I agree with seez; keep Lif out of this. Washitup!

wv: odloe: What white journalists say when something Hungarian happens.

At 9/21/2006 6:15 PM, Blogger Kames the Jelly said...

This comment has been removed by a blog administrator.

At 9/21/2006 6:38 PM, Blogger Kames the Jelly said...

I cannot fathom a reason to upbraid Reece Gaines' talent level while suggesting all he needed was training: intuition says you train a man because of his talent. And, yes, I went to high school with the man -- his mother is wonderful.

Pursuant to thoughts on our international competitiveness, I agree that a dominant force in the post would wreak havoc. While, yes, international skill has augmented greatly, the the number of dominant centers in the U.S. has diminished. Damned that Petrovic and his int'l trailblazing!

At 9/21/2006 8:48 PM, Anonymous jack said...

I'm going to go so far as to say, don't blame the big man for the lack of post fundamentals. I think a lot of big men who traditionally don't post up very much have a reasonably good grasp of the post game (see Rasheed Wallace), but choose not to play it because it is very difficult to get the ball in the post, very difficult to integrate post-up moves into modern offenses. I base this on watching shaq play for a long time; considering he is the best post player in the game, it is surprising how often he would get the ball a little too far away from the block, and have to pass back out, or how often the guards would not be able to get him the ball, even though the triangle offense revolved opening up passes into shaq in the laker days.

I think a lot of forwards and centers develop the alternatives to the post-up game when they are not able to get the ball in the post where they want it. I would claim Tim Duncan as the first player with center skills who decided to be a PF instead, but it's possible he was thrust into the PF slot by D. Robinson.

I would also say, a lot of power forwards are defensive specialists, ie Shane Battier, Robert Horry, Rasheed Wallace, etc, who are very good at keeping their mark away from the post, denying entry passes, staying between their mark and the basket, etc, and then another big man is ready on help, and maybe a guard is ready to come in for the double team.

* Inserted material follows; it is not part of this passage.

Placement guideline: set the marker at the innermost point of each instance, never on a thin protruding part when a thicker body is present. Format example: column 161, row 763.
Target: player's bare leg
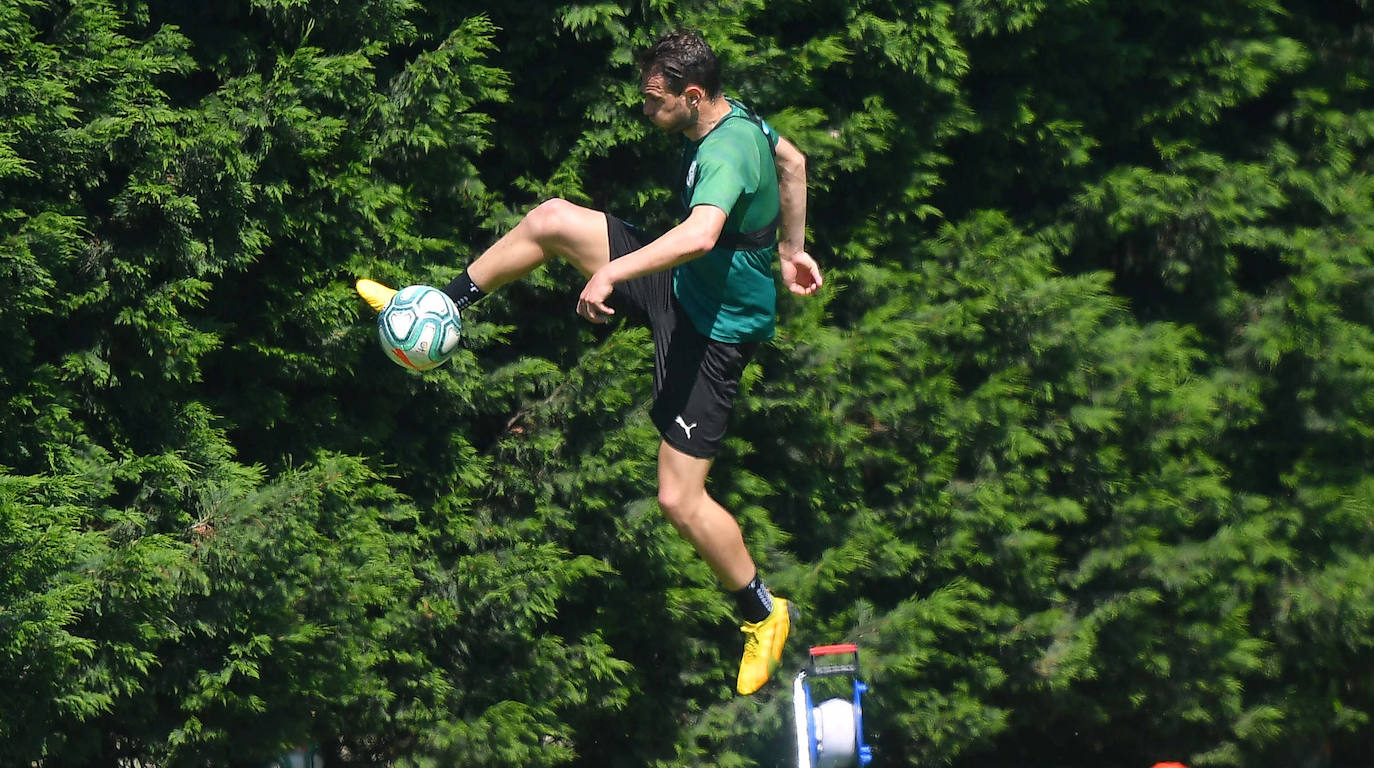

But what do I know. I just watch the game.

At 9/22/2006 2:45 AM, Blogger T. said...

Does anyone else think the US Women's team losing is as strong an indication to the "US team only had a few weeks together" theory of why the Men's team lost? If anything, the Women's team had far superior talent compared to the rest of the field.

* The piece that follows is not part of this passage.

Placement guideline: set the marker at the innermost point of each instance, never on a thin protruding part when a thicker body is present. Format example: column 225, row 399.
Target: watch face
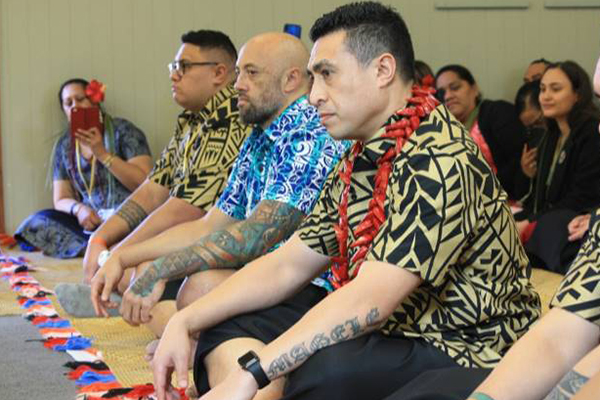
column 248, row 359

Teamwork and familarity count for quite a bit more than talent in a one-and-done tournament.

(Or was I the only one to even notice the women losing?)

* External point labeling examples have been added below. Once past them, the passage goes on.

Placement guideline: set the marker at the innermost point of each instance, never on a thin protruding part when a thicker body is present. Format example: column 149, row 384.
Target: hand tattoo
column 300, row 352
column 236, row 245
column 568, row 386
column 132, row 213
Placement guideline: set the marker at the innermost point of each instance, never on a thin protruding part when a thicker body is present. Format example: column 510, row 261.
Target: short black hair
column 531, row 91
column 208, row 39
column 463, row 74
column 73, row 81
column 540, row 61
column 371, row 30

At 9/22/2006 4:04 PM, Blogger GentleWhoadie9000 said...

Don't want to change the subject but there is a serious FD red alert going on with Jason Whitlock giving his first post-Page2 interview.

He uses the word "bojangling" about 10 times in reference to Scoop Jackson and numerous others and basically calls for a new more internal civil rights movement against an "ignorant 5%" led by W.E.B. DuBois talented 10%. Terms are being pirated and redefined, who knows how this is gonna go.


At 9/27/2006 4:01 AM, Anonymous dajaajun said...

I think there are rules in the NBA Collective Bargaining Agreement that set limits on the amount of money a team can pay to buy somebody out, and/or the amount of money you can offer to a league rookie.